「金とステータス目当てとわかっているが…」準ミス慶應と婚約した男の葛藤

恋に落ちた相手は、無謀にも準ミス慶應だった


直哉は、徳島出身で、両親は地元で農業を営んでいる。両親だけでなく、付き合いのある親戚はほとんど高卒という家庭環境で育った。

そんな直哉だったが、誰に似たのか、幼いころから機械いじりが大好きだった。家にあったラジオやリモコンなどを分解して組み立て直しては、いくつも動かなくさせてしまい、よく母親に叱られていたという。

「自分が組み立てたものが動き出す瞬間を見るのがたまらなく好きだったんです。なんていうか、その機械に魂が宿ったような気がして。なかなか理解してもらえないんですけど、言葉にできない高揚感があったんです」

直哉はこうして、いつしか、皆が使う電化製品を自分が作りたい、という思いを抱くようになった。そして、大学で機械工学を学ぶべく懸命に勉強し東工大に進学した。そこまで裕福な家庭でなく両親は国立大への進学を切望していたため、合格を泣いて喜んでくれた。

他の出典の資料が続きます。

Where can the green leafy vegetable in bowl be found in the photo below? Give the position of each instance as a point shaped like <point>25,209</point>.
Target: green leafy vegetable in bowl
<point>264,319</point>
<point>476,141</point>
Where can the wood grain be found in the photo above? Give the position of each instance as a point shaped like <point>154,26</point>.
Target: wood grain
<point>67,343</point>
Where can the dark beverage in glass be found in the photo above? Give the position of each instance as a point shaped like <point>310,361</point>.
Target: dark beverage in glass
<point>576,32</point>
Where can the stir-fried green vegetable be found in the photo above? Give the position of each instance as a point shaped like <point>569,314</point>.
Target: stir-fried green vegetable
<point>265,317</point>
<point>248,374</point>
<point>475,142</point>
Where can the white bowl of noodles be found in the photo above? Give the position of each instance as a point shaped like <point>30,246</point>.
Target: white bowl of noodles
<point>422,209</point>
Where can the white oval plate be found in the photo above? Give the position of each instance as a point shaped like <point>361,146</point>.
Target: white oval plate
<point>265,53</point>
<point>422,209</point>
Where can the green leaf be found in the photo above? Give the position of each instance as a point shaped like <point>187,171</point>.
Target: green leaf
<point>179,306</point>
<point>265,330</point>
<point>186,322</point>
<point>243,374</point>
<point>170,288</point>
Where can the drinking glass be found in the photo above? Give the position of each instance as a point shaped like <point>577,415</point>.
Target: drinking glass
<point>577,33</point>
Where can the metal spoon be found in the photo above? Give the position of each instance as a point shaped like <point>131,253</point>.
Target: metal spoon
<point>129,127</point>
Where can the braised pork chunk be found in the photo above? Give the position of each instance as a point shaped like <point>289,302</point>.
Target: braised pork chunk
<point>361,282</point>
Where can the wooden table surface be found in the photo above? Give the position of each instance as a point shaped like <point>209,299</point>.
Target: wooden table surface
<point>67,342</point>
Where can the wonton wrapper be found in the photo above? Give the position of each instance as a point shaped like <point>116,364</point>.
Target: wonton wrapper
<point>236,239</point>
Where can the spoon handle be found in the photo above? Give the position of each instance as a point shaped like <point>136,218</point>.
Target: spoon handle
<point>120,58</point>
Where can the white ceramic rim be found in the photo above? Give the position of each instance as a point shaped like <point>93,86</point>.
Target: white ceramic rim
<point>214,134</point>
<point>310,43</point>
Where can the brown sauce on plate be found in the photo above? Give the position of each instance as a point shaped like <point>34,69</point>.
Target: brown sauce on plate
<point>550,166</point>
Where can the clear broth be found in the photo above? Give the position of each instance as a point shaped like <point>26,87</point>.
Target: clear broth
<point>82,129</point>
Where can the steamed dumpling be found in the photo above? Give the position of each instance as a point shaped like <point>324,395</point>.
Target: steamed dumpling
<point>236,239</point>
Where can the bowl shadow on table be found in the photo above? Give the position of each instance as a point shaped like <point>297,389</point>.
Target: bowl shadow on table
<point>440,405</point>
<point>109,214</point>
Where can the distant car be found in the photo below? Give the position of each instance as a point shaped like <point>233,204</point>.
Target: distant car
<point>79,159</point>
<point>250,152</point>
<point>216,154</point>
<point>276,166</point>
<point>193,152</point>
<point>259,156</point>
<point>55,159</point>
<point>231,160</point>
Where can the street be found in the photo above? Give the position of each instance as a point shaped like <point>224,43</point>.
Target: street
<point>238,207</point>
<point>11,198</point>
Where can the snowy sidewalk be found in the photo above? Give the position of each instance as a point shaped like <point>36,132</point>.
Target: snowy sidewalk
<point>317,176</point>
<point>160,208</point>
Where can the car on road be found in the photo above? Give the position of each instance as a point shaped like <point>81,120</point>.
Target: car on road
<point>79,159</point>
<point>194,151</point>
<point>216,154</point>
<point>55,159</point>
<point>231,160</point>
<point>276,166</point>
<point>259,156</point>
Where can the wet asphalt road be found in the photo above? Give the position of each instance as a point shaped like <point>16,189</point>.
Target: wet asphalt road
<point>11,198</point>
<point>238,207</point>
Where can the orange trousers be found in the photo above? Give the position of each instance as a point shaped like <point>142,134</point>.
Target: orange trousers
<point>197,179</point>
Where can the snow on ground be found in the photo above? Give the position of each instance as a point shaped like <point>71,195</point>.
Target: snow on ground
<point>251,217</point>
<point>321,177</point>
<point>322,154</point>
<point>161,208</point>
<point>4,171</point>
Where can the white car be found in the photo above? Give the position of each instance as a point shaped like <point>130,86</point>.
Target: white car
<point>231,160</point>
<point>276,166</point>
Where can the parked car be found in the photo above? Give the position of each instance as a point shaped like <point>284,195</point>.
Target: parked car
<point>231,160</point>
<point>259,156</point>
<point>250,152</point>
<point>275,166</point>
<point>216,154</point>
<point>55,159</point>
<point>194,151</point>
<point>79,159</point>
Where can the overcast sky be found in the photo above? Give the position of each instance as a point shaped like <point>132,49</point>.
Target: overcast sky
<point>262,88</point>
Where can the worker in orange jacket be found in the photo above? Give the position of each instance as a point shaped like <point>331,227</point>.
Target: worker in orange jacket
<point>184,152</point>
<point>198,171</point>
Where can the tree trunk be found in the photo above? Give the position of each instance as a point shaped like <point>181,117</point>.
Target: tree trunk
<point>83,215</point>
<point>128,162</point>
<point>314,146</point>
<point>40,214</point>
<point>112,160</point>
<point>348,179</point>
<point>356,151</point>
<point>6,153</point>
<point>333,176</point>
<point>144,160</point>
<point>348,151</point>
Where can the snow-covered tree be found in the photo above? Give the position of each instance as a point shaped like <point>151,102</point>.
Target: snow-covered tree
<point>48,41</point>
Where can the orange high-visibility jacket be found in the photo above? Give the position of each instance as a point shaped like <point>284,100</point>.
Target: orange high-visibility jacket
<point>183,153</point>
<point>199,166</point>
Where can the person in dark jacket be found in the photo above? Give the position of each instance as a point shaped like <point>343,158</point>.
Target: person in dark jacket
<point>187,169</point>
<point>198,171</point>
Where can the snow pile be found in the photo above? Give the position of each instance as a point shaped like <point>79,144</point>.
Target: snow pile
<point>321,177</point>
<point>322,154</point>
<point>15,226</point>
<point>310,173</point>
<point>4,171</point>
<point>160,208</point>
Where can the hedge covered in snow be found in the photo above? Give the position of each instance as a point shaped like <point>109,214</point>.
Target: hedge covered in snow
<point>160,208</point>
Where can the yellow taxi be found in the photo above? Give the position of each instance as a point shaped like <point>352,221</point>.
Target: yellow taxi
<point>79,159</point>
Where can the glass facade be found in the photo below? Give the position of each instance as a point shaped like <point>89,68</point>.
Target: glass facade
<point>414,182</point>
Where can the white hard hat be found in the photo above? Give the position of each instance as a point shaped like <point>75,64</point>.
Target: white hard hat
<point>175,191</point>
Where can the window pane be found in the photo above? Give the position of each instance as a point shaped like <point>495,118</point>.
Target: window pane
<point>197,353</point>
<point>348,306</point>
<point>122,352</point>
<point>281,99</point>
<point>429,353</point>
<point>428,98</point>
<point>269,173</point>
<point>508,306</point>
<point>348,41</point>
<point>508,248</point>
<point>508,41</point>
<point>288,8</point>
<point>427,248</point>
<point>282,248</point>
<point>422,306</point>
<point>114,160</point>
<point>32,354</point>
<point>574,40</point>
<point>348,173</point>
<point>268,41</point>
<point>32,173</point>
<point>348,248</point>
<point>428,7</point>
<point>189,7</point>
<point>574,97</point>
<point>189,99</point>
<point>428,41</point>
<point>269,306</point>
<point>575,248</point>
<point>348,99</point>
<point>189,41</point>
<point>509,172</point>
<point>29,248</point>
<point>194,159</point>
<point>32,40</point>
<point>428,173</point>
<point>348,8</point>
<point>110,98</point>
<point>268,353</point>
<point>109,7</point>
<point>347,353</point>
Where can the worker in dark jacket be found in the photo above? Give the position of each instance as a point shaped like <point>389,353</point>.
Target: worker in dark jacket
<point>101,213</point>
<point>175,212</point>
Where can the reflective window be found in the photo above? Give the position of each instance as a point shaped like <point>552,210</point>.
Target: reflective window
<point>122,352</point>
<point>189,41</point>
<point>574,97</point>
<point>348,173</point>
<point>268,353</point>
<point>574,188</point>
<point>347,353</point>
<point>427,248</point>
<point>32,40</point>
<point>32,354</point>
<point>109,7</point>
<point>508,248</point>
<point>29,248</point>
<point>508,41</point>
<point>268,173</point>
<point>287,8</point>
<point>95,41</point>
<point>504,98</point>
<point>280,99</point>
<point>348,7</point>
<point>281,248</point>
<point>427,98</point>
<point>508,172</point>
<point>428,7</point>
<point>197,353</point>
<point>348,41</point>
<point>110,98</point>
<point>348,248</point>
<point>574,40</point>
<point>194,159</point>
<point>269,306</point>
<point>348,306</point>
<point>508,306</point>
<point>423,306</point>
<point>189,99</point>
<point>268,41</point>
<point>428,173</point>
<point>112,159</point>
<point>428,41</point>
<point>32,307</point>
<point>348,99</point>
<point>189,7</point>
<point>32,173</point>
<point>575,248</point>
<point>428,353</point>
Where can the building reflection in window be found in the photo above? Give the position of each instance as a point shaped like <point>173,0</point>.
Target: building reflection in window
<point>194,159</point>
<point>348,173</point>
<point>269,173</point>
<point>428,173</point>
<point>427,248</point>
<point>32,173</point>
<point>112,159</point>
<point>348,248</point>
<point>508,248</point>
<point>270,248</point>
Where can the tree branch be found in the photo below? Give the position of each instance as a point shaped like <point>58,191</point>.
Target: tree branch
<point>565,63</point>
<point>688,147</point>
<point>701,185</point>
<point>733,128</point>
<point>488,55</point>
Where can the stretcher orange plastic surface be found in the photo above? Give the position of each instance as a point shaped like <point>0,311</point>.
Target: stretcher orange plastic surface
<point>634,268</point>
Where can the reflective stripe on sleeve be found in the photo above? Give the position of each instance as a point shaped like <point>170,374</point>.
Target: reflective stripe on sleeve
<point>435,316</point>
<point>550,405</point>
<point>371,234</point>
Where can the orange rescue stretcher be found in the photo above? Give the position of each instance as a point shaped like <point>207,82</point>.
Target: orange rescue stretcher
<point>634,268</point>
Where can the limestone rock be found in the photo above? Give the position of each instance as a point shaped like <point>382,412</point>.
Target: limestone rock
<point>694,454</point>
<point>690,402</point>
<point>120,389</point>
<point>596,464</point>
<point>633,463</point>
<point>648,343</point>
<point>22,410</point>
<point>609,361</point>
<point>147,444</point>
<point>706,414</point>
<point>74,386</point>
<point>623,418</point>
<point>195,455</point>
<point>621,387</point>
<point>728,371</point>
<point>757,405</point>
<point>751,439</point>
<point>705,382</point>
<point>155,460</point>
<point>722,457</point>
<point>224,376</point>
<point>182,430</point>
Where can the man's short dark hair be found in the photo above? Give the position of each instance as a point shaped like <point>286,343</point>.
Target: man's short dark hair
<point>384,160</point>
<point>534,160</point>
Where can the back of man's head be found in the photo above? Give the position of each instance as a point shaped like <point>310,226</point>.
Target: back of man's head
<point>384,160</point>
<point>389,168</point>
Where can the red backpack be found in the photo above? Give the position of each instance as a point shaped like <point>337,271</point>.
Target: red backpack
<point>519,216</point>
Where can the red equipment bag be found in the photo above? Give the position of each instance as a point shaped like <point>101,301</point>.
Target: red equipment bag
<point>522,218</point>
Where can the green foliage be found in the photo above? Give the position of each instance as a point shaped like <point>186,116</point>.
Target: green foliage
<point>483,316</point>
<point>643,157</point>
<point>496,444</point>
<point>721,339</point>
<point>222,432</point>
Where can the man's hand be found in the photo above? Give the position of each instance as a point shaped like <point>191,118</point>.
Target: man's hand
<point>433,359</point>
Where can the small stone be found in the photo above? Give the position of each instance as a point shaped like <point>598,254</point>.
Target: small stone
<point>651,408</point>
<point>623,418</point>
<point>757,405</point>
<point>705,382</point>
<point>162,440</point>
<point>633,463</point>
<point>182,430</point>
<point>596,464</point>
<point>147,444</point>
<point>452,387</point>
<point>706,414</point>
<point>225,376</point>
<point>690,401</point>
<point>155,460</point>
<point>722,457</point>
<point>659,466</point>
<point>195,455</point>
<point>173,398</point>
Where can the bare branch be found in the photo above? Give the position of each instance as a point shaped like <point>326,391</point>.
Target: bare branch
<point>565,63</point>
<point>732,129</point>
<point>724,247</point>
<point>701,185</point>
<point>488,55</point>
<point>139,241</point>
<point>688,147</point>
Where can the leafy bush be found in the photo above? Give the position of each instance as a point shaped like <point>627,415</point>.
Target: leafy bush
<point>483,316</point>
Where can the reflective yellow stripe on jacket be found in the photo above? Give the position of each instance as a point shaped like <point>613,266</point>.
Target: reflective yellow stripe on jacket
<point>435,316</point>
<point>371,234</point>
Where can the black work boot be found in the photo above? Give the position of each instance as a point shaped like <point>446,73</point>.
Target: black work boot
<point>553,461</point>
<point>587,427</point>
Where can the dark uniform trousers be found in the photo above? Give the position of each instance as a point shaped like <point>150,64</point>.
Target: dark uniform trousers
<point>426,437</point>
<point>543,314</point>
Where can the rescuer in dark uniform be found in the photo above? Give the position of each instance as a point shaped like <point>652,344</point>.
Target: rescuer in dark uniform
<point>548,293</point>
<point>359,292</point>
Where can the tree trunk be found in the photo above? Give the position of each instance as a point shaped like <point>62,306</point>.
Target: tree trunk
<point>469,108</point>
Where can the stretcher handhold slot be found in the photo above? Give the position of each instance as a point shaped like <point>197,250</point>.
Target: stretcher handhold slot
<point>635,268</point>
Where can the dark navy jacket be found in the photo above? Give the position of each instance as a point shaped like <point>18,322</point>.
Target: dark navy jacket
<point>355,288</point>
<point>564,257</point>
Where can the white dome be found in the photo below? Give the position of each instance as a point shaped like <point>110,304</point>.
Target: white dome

直哉は大学に進学すると、生活のためにアルバイトを掛け持ちせざるを得なかったが、好きなことを好きなだけ研究できる環境はとにかく楽しかったと語る。

そんなある日、とある事件が起きた。直哉は恋に落ちたのだ。

「こんなこと人に言うの恥ずかしいんですけど、一目惚れしたんです。塾講師のアルバイトで出会った女性です。初めて会った時すっごく可愛いなと思ったら慶應のミスコン準グランプリをとった子だったんです。今まで機械しか相手にしてこなかったから、これが初恋みたいなものでしたね、まあ、それが今の婚約者なんですけど(笑)」

照れ笑いしながら当時のことを語ってくれた直哉。しかし、大学時代と、その数年後の大手電機メーカーに就職が決まったときと、2度彼女に告白したが、2度とも見事に玉砕してしまったそうだ。

「彼女、慶應の内部生とずっと付き合っていたんですよね。なんかいけ好かない金持ちって感じの男で、何でこんなやつと…ってずっと思ってましたね。まあ、冷静に考えたらミス準グランプリとただの機械オタクが釣り合わないことは、頭では理解していましたけどね」

直哉が彼女を射止めたのは、これよりずっと後だった。